Week 1

An Introduction

Lior Hirschfeld

To write each of my bots in this IP, I have used a code library called “The Python Reddit API Wrapper” or PRAW for short. This allows me to directly control a Reddit account to browse through the site, and even create posts or comments. Although the functionality I’m looking for would technically be possible through webscraping (i.e. accessing and navigating through a website’s code), PRAW saves me an incredibly large amount of time. Instead of slogging through Reddit’s code to find exactly how I must interact with a page to create a comment, I can simply call a single method, “reply,” with PRAW to achieve the same result.

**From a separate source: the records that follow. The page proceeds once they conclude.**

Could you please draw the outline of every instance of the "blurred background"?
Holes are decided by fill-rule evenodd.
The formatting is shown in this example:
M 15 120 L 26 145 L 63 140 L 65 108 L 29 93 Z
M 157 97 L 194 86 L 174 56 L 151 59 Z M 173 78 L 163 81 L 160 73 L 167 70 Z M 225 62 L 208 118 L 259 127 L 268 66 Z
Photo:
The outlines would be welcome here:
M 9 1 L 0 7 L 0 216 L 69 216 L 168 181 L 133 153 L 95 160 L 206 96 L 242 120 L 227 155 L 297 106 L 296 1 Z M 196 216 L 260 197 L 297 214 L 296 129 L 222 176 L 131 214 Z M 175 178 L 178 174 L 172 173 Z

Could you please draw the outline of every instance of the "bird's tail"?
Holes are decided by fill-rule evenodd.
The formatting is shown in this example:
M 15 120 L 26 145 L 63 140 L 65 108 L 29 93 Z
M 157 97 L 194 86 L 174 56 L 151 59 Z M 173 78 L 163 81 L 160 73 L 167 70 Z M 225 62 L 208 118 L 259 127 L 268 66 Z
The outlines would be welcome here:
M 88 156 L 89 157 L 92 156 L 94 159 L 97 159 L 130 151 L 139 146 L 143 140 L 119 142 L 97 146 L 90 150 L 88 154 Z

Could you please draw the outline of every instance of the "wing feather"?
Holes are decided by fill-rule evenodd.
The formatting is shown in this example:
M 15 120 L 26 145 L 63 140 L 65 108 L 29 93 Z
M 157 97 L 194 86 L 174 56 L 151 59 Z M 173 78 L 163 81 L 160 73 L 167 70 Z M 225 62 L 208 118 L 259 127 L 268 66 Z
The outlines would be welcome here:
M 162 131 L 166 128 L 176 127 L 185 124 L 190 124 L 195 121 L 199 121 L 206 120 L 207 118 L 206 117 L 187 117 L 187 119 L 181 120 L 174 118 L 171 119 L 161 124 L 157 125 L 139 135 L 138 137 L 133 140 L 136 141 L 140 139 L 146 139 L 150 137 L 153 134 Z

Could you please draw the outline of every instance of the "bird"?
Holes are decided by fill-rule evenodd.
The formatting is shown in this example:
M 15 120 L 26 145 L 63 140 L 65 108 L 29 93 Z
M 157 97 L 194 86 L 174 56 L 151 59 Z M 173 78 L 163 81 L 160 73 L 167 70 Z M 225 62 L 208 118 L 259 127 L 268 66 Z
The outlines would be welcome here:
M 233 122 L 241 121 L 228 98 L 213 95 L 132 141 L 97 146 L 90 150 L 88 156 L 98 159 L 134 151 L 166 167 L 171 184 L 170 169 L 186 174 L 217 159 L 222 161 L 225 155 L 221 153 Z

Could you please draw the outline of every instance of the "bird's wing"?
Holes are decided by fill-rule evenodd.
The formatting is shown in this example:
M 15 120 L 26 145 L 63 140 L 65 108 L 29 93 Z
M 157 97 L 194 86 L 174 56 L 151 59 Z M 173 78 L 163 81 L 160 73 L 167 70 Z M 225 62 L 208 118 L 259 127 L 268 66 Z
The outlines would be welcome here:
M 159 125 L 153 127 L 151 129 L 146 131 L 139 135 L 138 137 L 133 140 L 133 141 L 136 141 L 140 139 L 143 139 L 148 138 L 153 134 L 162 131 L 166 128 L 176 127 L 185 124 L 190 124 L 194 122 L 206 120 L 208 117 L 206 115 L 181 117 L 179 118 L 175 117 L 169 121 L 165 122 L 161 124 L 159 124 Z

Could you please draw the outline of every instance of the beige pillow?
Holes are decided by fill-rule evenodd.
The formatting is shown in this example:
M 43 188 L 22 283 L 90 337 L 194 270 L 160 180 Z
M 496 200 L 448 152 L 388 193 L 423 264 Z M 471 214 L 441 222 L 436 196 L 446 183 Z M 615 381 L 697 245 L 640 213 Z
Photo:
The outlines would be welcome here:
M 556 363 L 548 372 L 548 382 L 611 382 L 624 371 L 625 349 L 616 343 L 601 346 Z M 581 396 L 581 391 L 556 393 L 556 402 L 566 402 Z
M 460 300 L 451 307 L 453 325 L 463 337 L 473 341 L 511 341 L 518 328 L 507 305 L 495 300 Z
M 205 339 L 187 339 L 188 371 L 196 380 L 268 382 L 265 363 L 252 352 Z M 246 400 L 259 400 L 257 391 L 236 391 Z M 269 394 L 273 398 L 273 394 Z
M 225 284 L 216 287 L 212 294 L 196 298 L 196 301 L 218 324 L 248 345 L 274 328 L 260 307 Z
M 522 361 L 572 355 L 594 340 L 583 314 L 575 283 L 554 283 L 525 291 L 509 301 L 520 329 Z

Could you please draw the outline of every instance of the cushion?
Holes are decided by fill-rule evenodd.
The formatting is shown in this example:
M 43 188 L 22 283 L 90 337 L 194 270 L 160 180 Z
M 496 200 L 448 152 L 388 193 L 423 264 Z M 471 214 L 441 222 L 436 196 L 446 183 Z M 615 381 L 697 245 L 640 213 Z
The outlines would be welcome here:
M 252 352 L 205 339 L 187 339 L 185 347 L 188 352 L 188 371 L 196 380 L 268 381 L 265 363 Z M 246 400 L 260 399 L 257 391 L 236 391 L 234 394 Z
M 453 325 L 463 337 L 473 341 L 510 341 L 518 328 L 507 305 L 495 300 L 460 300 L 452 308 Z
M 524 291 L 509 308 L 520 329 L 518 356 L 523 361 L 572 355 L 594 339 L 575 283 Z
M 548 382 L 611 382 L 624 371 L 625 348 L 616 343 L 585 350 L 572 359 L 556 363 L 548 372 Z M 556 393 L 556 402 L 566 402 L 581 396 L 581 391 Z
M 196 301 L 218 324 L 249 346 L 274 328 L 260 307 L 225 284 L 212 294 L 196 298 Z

This week I used PRAW to make a bot called “JargonBot.” I was first inspired to make JargonBot, after I saw several comments on Reddit that used particularly obscure vocabulary. Almost every time, there would be at least one comment in response explaining the meaning of the difficult word that was used. I thought it would be great if there was an automatic script that performed this functionality, by detecting difficult words and defining them (for users with a smaller vocabulary or who speak English as a second language). This week I worked on creating a basic implementation of this bot. The largest challenge I had in this process was detecting which words are complex enough that they deserve to be defined. Initially, I found an online list that contained a million words in order of their rate of use. This allowed me to set a threshold, for example, 100,000, beyond which I would define all words. I quickly realized that this strategy had flaws. With this approach, I would end up defining rare conjugations of common words: For example, plural forms of nouns would all appear less common even though they are no less likely to be understood. To overcome this, I used a language processing tool called a “stemmer,” which attempts to reduce each word to its most basic form. Instead of looking up the rarity of each word I found on Reddit, I stemmed the words and associated it with the most common word containing the stem. For example, if I detected the word “electricians,” positioned at 120,000 in popularity, it would be analyzed as though I had found “electric,” the ten thousandth most common word, and therefore it would not be defined. Finally, I had to consider that different subsections of the Reddit community would speak differently. The word “anesthesiologist,” might be not be particularly rare on /r/medicine, but it would be on /r/books. To account for this discrepancy, before the bot runs on a subreddit it analyzed the 10,000 most common words used there, and will avoid defining any words on the list.